I just started to use OpenCL via the PyOpenCL interface from Python. I tried to create a very simple "recurrent" program where the outcome of each loop in every kernel depends on the output of another kernel from the last loop-cycle, but I am running into synchronization problems:
__kernel void part1(__global float* a, __global float* c)
{
unsigned int i = get_global_id(0);
c[i] = 0;
barrier(CLK_GLOBAL_MEM_FENCE);
if (i < 9)
{
for(int t = 0; t < 2; t++){
c[i] = c[i+1] + a[i];
barrier(CLK_GLOBAL_MEM_FENCE);
}
}
}
The host application is
import pyopencl as cl
from numpy import *
ctx = cl.create_some_context()
queue = cl.CommandQueue(ctx)
#read in the OpenCL source file as a string
f = open('recurrent.cl', 'r')
fstr = "".join(f.readlines())
#create the program
program = cl.Program(ctx, fstr).build()
mf = cl.mem_flags
#initialize client side (CPU) arrays
a = array(range(10), dtype=float32)
#create OpenCL buffers
a_buf = cl.Buffer(ctx, mf.READ_ONLY | mf.COPY_HOST_PTR, hostbuf=a)
dest_buf = cl.Buffer(ctx, mf.WRITE_ONLY, a.nbytes)
#execute program
program.part1(queue, a.shape, None, a_buf, dest_buf)
c = empty_like(a)
cl.enqueue_read_buffer(queue, dest_buf, c).wait()
print "a", a
print "c", c
The outcome is
a [ 0. 1. 2. 3. 4. 5. 6. 7. 8. 9.]
c [ 0. 1. 5. 3. 4. 18. 13. 7. 8. 0.]
As you can see, some of the outcome values are correct.
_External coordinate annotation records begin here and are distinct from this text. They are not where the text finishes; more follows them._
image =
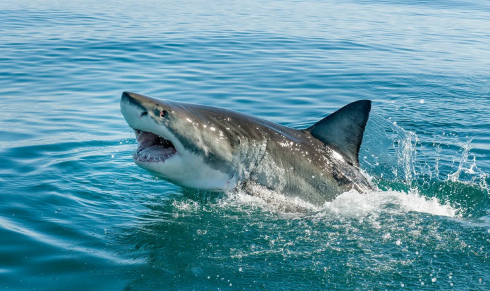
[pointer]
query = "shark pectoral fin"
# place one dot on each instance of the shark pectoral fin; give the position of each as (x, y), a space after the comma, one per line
(343, 130)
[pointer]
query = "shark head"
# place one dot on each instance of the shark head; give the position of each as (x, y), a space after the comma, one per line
(181, 142)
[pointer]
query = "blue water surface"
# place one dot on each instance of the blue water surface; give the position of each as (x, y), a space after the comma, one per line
(77, 214)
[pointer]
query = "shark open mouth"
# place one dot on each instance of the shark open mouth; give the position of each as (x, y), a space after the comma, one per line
(152, 148)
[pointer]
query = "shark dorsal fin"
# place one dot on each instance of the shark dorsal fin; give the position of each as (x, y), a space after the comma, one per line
(343, 129)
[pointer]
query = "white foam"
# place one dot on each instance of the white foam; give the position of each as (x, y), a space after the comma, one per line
(356, 204)
(348, 204)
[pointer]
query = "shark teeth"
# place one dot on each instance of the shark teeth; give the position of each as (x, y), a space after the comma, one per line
(152, 148)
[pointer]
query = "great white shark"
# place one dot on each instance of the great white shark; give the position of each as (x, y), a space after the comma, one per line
(215, 149)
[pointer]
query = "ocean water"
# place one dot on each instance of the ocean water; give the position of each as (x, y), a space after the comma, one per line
(77, 214)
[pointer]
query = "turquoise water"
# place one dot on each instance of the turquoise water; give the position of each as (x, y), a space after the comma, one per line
(77, 214)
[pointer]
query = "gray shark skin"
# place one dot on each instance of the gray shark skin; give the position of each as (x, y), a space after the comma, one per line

E.g. the third position = 5 = 3 + 2 but e.g. the second position is 2 = 0 + 2. So the summation was over the outcome of other threads at different time-points despite the barrier being in place. I thought the barrier would make sure all threads have reached it and have written their outcome to the global memory?
It's probably something very simple and I would appreciate any hints and comments!
PS: I am running this on a Sandy Bridge CPU using the Intel SDK.